After the demise of international Communism around 1990, when there no longer was a correct, official line to be measured against, political correctness took on a second life as a term of derision used mostly by ideologues on the Right. The term was now meant to ridicule or stigmatize conformity with the opinions, or simply the vocabulary, of liberal or leftist intellectuals, mostly in academic circles. The principal targets of that ridicule were generally movements aiming to reduce prejudice and stigmatization against racial and ethnic groups, women, homosexuals, people with disabilities, and other marginalized groups.
Since the most noticeable change brought by such movements was the adoption and diffusion of neologisms and euphemisms aimed at enfranchising such groups, the semantics of tolerance became the main butt of ridicule, notably “gender-neutral” language (e.g., chairperson ); the use of new ethnic labels (such as Native American for American Indian, Roma for Gypsy, or Inuit for Eskimo ); or euphemisms (such as differently abled for disabled, or educationally challenged for slow learner ).
Soon, however, the critics of political correctness extended the scope of their attacks from the relative trivia of semantics to what they saw as a stultifying climate of hypocrisy and conformity, rampant, they alleged, on college campuses. Political correctness, they argued, stifled intellectual discourse in and out of academia, or, worse, punished the pursuit of legitimate research on, for example, the genetic bases of human behavior, sexual orientation, or gender differences.
Some scholars found themselves under assault from both the Left and the Right. For instance, the few social scientists who tried to suggest (and show) that human behavior was the product of biological as well as cultural evolution were simultaneously berated as “secular humanists” by fundamentalist Christians and as racist and sexist by their colleagues in the mainstream of their disciplines.

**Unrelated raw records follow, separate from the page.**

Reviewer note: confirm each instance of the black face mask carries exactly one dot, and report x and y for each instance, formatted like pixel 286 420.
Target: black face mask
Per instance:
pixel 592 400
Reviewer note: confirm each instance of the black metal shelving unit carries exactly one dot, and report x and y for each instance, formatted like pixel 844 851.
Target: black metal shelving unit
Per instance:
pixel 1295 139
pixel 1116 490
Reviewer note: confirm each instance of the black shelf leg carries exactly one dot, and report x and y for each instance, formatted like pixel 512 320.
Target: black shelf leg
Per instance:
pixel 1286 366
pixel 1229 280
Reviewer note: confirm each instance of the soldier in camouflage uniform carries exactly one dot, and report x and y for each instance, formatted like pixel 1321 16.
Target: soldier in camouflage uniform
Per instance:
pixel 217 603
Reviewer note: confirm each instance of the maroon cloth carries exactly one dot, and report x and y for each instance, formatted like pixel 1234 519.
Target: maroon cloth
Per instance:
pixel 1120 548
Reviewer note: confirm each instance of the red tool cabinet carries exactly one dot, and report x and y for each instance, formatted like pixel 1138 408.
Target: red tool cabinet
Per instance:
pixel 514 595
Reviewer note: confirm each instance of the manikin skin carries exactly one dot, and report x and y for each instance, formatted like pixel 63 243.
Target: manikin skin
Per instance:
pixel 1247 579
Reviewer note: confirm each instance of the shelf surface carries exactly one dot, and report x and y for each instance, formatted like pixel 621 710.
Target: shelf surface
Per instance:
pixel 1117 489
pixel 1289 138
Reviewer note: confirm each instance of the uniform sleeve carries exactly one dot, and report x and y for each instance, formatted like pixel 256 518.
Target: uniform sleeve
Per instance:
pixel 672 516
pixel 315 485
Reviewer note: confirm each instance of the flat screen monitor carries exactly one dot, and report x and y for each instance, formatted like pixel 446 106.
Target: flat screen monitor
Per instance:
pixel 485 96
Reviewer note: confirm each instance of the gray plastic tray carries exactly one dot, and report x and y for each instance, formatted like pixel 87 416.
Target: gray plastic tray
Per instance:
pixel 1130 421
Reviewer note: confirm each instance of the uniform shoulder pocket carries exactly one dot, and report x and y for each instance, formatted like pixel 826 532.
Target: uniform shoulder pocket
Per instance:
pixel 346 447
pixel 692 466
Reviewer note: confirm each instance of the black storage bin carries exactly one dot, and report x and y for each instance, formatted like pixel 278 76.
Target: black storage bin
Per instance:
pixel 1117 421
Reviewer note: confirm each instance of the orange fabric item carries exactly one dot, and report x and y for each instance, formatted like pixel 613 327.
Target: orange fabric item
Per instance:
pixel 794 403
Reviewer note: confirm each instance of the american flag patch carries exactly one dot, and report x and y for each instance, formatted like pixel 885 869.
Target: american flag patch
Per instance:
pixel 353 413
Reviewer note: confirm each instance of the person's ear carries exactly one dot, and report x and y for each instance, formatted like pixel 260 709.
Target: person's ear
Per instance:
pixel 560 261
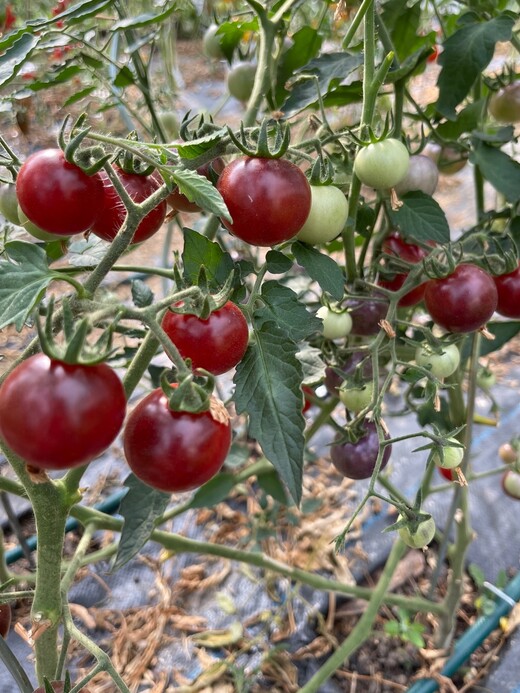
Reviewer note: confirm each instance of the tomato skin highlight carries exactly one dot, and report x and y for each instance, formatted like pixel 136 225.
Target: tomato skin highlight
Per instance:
pixel 508 288
pixel 268 199
pixel 56 415
pixel 462 302
pixel 358 460
pixel 216 344
pixel 112 212
pixel 56 195
pixel 174 451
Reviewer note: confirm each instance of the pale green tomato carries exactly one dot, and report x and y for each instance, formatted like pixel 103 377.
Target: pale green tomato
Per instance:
pixel 422 537
pixel 240 81
pixel 441 365
pixel 9 204
pixel 356 398
pixel 382 165
pixel 35 231
pixel 329 211
pixel 336 324
pixel 211 43
pixel 452 455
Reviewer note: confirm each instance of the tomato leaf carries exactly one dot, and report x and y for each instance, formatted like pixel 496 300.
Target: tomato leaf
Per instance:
pixel 421 218
pixel 498 168
pixel 213 491
pixel 199 252
pixel 140 508
pixel 466 53
pixel 281 305
pixel 24 277
pixel 200 190
pixel 321 268
pixel 267 387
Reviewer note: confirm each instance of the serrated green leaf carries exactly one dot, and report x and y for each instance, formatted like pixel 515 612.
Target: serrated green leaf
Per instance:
pixel 24 277
pixel 498 168
pixel 270 483
pixel 142 295
pixel 421 217
pixel 201 145
pixel 320 267
pixel 16 55
pixel 329 70
pixel 277 262
pixel 214 491
pixel 143 19
pixel 267 387
pixel 465 54
pixel 199 252
pixel 201 191
pixel 281 305
pixel 140 508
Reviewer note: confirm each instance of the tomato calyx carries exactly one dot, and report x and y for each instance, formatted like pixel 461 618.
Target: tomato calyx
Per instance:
pixel 257 143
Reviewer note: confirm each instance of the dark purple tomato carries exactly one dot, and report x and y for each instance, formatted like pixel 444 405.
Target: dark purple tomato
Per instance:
pixel 216 344
pixel 56 415
pixel 358 460
pixel 56 195
pixel 112 212
pixel 269 200
pixel 462 302
pixel 508 289
pixel 178 201
pixel 175 451
pixel 366 313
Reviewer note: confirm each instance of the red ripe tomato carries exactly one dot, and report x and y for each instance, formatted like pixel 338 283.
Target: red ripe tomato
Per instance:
pixel 216 344
pixel 268 199
pixel 462 302
pixel 358 460
pixel 58 196
pixel 175 451
pixel 508 288
pixel 178 201
pixel 56 415
pixel 112 212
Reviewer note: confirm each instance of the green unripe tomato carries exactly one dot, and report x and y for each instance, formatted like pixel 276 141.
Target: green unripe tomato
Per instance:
pixel 441 365
pixel 452 455
pixel 356 398
pixel 382 165
pixel 35 231
pixel 504 105
pixel 421 537
pixel 9 204
pixel 211 43
pixel 336 324
pixel 329 211
pixel 240 81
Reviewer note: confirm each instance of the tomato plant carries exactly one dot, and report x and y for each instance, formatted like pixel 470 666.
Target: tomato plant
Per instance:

Intellectual climates keep changing, however, so that what may appear to be the menacing shadow of political correctness from the Left may eventually be neutralized by a rising tide of conservatism from the religious Right and the “intelligent design” movement. Reason and sanity, it seems, are always under attack, from the Left, from the Right, or, indeed, from both simultaneously. The university campus is the main theater for such jousts, and thus, also, the main depository of much nonsense. In the end, each swing of the ideological pendulum leaves a little residue of good sense. We must, however, be vigilant that the university remains the one venue where anything can be said fearlessly, and, thus, where political correctness has no place. Any restriction on intellectual discourse, even when internally generated, clashes with the central mission of the university, namely the critical examination of ideas and the diffusion of knowledge.
At this point, I'm enjoying the show.
But you've been so quiet . . . Sure you're enjoying it ???